Control of Hong Kong Island gave the British Empire better access to Chinese trade. Eager for even more, it renewed fighting with China in 1856 and sparked the Second Opium War (which the French Empire also joined). When the war ended in 1860, the Convention of Beijing forced China to cede the Kowloon Peninsula south of a dividing line known as Boundary Street.
On July 1, 1898, the British Empire negotiated the Second Convention of Peking with China, this time leasing the New Territories between Boundary Street and Shenzhen River, the modern dividing line between mainland China and Hong Kong. The lease was set to expire in 99 years, meaning that China expected Britain to hand the region back over on July 1, 1997.
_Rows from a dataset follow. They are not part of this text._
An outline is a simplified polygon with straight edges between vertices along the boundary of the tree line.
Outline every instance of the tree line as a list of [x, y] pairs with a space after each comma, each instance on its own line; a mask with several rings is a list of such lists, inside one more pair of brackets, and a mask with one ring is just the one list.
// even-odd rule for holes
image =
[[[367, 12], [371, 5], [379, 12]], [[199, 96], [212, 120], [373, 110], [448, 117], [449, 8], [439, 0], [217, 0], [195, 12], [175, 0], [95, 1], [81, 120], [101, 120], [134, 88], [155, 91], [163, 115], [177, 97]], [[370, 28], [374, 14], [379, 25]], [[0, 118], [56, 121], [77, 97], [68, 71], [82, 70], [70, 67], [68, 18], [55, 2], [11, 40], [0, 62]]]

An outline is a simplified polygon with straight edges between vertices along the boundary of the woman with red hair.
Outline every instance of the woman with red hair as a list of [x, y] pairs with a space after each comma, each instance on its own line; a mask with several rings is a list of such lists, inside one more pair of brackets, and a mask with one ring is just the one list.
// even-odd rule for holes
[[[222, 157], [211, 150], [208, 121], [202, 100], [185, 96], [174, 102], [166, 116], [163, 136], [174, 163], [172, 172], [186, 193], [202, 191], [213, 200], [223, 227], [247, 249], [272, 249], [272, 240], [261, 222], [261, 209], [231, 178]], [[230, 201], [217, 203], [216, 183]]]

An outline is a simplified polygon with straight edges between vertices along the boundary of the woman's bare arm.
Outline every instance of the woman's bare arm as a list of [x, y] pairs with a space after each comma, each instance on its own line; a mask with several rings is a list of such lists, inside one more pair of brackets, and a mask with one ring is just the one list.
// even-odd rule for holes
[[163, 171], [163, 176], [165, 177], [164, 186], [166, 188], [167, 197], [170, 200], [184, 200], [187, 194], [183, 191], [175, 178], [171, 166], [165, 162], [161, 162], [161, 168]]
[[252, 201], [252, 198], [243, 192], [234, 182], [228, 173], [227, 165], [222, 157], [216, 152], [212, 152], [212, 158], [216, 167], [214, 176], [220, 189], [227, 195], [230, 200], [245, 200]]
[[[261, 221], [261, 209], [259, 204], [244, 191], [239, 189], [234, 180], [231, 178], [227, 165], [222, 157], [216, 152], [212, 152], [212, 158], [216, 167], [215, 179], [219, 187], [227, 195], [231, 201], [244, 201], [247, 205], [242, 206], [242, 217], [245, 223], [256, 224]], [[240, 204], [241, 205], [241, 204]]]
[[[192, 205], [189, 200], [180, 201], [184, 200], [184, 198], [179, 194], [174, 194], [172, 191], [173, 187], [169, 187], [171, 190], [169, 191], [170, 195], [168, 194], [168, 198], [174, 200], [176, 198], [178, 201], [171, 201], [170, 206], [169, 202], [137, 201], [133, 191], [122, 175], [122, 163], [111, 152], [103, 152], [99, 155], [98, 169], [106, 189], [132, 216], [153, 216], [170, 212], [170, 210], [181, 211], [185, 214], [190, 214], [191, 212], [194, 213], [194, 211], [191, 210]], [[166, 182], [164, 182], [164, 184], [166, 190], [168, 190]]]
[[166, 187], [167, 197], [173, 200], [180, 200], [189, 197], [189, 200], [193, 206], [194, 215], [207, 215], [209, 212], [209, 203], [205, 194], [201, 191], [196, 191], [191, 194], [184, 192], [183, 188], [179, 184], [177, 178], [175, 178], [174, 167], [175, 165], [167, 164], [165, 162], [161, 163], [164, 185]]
During World War II, the Japanese Empire briefly interrupted British control when it occupied Hong Kong (at the time, Japan was also occupying most of Southeast Asia). After the war, dozens of countries in Asia, Africa and the Americas won independence from Japanese and European control. But Britain continued to rule over Hong Kong, one of its last major colonial territories.
Deadline for the New Territories Handover Approaches
In 1982, with the expiration date for British control of the New Territories looming, British and Chinese leaders met with each other to negotiate the transition.
Because the 1898 lease didn’t apply to Hong Kong Island and the Kowloon Peninsula south of Boundary Street, Britain could have tried to negotiate keeping those regions. However, Prime Minister Margaret Thatcher ultimately didn’t think that those two regions would be able to survive on their own, says Steve Tsang, director of the University of London’s SOAS China Institute.
After all, Hong Kong’s airport—Shek Kong Airfield—was in the section above Boundary Street that the British had to return.